# Interpreting neck MRI



## widehips71 (Apr 23, 2014)

Any med gurus that can explain this MRI report in layman's terms?


----------



## Joliver (Apr 23, 2014)

Looks like a bulging disk, and some narrowing of you spinal column. Your marrow is mildly abnormal to the degree that the radiologist suggested anemia. Which seems off for a juice monkey.

Not a doctor. Just happened to know what stenosis meant.  Good luck buddy.


----------



## Big Worm (Apr 24, 2014)

I think you are totally fine.  Keep lifting......It will break if its really a problem.


----------



## j2048b (Apr 24, 2014)

u need to go get one of those dog tunnel neck braces on the quickness brah... it will help with hydration, and eating as u can just dump it all in there at once....with less neck movevemnt ull be fine!! 

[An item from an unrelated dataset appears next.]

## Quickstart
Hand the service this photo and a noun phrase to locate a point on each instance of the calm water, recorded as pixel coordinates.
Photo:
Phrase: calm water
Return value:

it means u fine bro... but there is pressure on that ventral section of the spinal column... be cautious is all, and if ur having numbness (i have a buddy who also does) they may recommend u to get some new metal and teflon put in between the discs, i got a buddy who is getting the surgery soon for about the same stuff as ur mri shows...


----------



## DieYoungStrong (Apr 24, 2014)

I'd suggest you send a PM to Peyton Manning.


----------



## widehips71 (Apr 25, 2014)

J20 said:


> u need to go get one of those dog tunnel neck braces on the quickness brah... it will help with hydration, and eating as u can just dump it all in there at once....with less neck movevemnt ull be fine!!
> 
> it means u fine bro... but there is pressure on that ventral section of the spinal column... be cautious is all, and if ur having numbness (i have a buddy who also does) they may recommend u to get some new metal and teflon put in between the discs, i got a buddy who is getting the surgery soon for about the same stuff as ur mri shows...



There's been considerable numbness in my left hand/arm that comes and goes.  Been like that for years so I don't imagine it's something that will improve with time; only worsen.  Some days it's fine, some days I can barely grab my dick.  I'd love an update on how his surgery goes.  Recovery, successfulness, etc


----------



## widehips71 (Apr 25, 2014)

DieYoungStrong said:


> I'd suggest you send a PM to Peyton Manning.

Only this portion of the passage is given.